A small city is not the same as “suburbia”. No one who has been to Ann Arbor would probably equate it with suburbia. That is the sort of nuance you miss without visiting.
Parts of Harlem are beautiful. The Hudson is beautiful. My memorable trip upstream was to see Sing Sing. Now that’s one fortress.
Can you double major at Columbia? Engineering and Pol Science? Don’t ask, both are D passions.
That would be tricky @SincererLove , between engineering and the Core (which is slightly less for SEAS but still a lot).
This program is their answer to that, I think - it’s a 3-2 or 4-2 with Columbia College or Barnard.
http://undergrad.admissions.columbia.edu/learn/academiclife/engineering/combined-plan-program
I go to U of a M AA. Can confirm Ann Arbor is not suburbia. And Ann Arborites would probably get hives if you suggested otherwise
Since JHU came up, lots aren’t crazy about Baltimore, either.
Trinity is in Hartford, another tough city.
Middletown CT (Wesleyan) isn’t quaint.
UCLA? Now there’s a beaut’.
The mansions and “castles” of the Hudson Valley are spectacular. http://www.newyorkupstate.com/catskills/2015/11/castles_of_the_hudson_valley_take_a_photo_tour_of_these_magnificent_landmarks.html
http://www.atlasobscura.com/places/the-hyde-park-vanderbilt-mansion
Actually Cloisters in Manhattan can be considered a castle.
But we deviated greatly from the task at hand - make sure that Californiaa’s daughter gets accepted to a very good college.

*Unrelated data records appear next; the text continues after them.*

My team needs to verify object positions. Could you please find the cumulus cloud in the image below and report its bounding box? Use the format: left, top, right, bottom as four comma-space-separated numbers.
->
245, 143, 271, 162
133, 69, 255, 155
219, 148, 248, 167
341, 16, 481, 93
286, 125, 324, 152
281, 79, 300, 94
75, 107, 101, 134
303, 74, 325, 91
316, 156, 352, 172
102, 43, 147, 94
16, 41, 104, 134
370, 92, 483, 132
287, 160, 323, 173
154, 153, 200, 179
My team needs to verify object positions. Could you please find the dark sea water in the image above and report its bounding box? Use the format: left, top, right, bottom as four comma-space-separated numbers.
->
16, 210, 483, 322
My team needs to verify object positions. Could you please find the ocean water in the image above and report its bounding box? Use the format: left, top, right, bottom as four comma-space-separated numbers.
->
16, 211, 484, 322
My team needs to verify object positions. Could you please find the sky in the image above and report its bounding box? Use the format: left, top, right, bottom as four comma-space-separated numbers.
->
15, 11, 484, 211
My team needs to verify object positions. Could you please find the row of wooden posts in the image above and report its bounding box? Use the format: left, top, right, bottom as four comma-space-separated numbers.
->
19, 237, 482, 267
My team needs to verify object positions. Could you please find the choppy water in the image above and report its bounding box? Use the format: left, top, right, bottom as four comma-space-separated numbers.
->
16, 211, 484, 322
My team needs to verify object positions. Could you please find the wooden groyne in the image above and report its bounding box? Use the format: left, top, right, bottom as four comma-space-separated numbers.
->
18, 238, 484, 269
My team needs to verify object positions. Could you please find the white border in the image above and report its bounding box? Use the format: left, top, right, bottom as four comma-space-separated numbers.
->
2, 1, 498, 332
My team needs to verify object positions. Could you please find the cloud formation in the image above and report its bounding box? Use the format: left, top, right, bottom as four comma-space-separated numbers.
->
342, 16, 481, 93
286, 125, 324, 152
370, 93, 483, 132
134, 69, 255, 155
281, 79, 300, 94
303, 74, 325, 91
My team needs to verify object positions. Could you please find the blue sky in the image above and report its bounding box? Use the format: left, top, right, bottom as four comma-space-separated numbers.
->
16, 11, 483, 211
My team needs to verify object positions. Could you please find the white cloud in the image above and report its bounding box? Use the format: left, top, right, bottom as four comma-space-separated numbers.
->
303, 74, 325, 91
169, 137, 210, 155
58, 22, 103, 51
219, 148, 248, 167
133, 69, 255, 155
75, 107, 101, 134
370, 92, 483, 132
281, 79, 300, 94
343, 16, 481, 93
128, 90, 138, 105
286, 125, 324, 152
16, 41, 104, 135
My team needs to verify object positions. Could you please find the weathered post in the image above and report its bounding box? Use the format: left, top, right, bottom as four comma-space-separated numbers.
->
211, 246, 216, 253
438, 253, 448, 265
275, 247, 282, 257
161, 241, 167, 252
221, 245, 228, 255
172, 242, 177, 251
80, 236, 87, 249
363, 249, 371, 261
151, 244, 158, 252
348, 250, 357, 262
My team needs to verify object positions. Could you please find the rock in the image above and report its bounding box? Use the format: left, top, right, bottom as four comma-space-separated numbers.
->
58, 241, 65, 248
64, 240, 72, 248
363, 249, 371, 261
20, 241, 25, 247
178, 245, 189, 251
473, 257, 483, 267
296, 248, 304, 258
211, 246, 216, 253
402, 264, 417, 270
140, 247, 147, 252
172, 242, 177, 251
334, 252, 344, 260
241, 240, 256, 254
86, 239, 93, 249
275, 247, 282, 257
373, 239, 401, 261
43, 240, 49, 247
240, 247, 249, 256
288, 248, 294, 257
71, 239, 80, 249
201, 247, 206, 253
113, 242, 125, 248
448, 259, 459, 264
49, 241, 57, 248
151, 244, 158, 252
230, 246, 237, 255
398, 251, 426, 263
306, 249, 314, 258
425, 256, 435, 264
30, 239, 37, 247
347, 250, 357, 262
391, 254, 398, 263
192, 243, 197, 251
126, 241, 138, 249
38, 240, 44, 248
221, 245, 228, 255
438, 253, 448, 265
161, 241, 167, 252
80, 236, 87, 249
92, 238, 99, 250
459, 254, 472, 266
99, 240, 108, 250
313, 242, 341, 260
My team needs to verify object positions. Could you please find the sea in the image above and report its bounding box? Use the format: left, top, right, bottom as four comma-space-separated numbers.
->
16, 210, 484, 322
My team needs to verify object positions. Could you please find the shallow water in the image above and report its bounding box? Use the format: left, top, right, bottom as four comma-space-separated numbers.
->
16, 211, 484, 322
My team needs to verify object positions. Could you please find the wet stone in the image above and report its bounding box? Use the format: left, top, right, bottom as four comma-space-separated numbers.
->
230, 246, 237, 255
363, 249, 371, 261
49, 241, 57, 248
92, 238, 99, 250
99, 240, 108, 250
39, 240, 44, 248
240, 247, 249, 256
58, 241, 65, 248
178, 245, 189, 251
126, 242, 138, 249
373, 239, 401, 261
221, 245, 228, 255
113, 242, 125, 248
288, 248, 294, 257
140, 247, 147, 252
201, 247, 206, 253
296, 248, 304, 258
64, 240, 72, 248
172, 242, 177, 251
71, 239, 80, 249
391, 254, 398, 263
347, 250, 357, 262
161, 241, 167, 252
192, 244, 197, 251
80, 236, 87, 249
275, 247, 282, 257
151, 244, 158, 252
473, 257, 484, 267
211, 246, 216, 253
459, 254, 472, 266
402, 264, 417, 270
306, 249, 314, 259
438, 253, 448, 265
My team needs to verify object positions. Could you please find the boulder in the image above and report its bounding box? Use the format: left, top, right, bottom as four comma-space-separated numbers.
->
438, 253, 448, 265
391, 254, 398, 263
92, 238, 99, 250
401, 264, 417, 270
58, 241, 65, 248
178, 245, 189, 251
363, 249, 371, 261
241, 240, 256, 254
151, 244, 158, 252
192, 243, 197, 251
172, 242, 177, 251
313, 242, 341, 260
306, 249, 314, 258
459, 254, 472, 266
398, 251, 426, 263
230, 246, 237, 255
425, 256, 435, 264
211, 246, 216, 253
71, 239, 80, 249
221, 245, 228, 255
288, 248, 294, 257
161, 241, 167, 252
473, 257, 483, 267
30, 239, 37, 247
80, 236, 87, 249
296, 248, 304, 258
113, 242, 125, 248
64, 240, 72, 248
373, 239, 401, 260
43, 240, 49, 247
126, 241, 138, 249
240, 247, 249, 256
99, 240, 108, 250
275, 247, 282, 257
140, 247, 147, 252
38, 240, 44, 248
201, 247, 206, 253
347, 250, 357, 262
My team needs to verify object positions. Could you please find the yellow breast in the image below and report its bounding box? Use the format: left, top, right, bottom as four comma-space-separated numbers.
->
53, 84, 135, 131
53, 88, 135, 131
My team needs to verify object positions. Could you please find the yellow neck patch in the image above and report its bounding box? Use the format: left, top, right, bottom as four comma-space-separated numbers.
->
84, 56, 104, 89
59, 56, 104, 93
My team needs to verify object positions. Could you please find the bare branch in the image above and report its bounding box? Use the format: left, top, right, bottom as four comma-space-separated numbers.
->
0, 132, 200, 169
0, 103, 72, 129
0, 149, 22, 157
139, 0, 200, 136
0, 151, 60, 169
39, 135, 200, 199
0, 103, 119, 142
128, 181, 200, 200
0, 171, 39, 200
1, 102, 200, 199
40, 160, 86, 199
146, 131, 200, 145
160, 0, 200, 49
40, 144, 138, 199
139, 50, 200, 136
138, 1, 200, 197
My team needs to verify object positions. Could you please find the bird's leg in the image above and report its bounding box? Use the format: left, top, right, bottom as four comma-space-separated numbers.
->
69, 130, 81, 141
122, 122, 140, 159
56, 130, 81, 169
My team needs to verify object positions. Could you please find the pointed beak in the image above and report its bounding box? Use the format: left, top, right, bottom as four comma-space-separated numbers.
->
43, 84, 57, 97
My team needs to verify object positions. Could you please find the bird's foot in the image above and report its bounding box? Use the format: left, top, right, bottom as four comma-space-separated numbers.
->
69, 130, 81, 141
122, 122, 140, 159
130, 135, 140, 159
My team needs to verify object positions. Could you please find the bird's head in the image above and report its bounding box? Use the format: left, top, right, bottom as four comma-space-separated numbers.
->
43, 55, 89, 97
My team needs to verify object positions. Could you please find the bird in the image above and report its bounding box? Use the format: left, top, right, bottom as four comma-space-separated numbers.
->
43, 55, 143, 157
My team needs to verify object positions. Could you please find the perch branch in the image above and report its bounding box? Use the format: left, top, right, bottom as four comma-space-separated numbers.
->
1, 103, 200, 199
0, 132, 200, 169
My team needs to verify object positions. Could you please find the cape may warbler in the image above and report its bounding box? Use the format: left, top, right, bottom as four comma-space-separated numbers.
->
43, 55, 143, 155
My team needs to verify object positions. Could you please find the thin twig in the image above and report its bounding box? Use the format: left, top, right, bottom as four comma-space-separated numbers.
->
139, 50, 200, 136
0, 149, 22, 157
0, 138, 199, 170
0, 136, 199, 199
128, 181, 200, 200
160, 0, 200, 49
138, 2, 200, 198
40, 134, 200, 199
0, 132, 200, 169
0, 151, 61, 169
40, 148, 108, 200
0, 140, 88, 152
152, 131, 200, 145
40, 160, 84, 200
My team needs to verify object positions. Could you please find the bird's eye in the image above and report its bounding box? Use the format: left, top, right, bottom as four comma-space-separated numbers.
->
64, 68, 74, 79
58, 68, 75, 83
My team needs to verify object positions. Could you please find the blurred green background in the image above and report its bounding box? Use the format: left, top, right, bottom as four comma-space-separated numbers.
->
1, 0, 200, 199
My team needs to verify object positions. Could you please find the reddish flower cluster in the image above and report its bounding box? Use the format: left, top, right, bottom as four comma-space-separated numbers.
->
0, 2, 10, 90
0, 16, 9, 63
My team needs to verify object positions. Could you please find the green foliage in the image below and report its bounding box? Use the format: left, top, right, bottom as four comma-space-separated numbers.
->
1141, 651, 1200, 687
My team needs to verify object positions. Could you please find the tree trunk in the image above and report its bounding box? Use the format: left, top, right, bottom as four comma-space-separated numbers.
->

I’m puzzled by this. Middletown has a lovely Main Street that is chock-a-block with restored colonial houses, mom and pop owned cafés as well as your usual assortment of franchises. FWIW, Starbucks is coming soon. For a city that is three quarters the size of Utica, it’s plenty quaint. However, years of urban renewal have left the area between it and the Wesleyan campus a bit of a dead zone. That must be what you are referring to.